Tekst 138 z 255 ze zbioru: Arcydzieło
| Autor | |
| Gatunek | fantasy / SF |
| Forma | proza |
| Data dodania | 2022-03-15 |
| Poprawność językowa | - brak ocen - |
| Poziom literacki | - brak ocen - |
| Wyświetleń | 900 |

- Skończyły się lyberały - Narzekał Sasina. - Lutek, dajże nam po paliwie - Odezwał się do kierowcy. Ten się zakrzątał, odwrócił się i podał dwie butle ze sznureczkami.
- To dla obrony - Zaznaczył Podsekretarz.
- Oćknij se pan ten sznureczek i degustuj. Tylko delikatnie. Bo jakżeśmy ostatnio wieźli autostopowicza to nam urwało pół bagażnika. To na paliwie lotniczym.
Oćknęliśmy sznureczek. I stuknęliśmy się owym studium, ale naprawdę delikatnie. Wręcz symbolicznie. Tak, żeby nie wylecieć przez okno.

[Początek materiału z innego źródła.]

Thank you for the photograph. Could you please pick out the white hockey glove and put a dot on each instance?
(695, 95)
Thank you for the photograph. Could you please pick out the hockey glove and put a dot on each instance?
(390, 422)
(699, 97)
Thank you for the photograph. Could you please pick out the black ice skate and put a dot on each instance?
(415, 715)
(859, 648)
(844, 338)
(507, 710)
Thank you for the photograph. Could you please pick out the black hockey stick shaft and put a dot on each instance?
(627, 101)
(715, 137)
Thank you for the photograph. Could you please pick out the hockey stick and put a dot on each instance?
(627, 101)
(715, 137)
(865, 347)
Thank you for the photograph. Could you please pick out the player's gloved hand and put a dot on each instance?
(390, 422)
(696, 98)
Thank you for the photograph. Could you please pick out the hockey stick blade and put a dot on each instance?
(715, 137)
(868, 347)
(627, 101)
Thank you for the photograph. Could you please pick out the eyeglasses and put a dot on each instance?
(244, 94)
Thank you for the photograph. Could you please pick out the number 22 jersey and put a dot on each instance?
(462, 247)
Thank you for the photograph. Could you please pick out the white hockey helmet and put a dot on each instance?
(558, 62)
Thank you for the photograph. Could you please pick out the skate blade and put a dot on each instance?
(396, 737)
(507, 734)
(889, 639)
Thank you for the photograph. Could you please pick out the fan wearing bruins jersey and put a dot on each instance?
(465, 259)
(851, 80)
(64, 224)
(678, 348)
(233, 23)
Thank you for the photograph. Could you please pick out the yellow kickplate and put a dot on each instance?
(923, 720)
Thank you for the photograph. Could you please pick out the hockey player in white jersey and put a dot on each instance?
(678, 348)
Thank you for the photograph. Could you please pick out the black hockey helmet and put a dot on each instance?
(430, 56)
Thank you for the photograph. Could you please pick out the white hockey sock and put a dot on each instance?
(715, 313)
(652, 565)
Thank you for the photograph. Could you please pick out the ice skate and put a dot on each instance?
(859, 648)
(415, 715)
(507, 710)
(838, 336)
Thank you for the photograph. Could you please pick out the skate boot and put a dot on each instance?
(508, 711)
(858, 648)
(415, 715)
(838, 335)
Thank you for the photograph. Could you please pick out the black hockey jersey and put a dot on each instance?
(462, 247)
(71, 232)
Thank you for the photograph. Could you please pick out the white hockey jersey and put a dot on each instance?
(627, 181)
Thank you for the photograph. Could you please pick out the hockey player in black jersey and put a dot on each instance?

A widoki tam panie były niebagatelne. Zorza polarna, co jest mocno zjawiskowo, i niepowszechne.
- Idem dziś jeszcze do tego zarazy. Znaczy się... - Nie dokończył Sasina. Kierowca lekko przychamował. Coś stanęło na drodze, niby wielgachny żółw.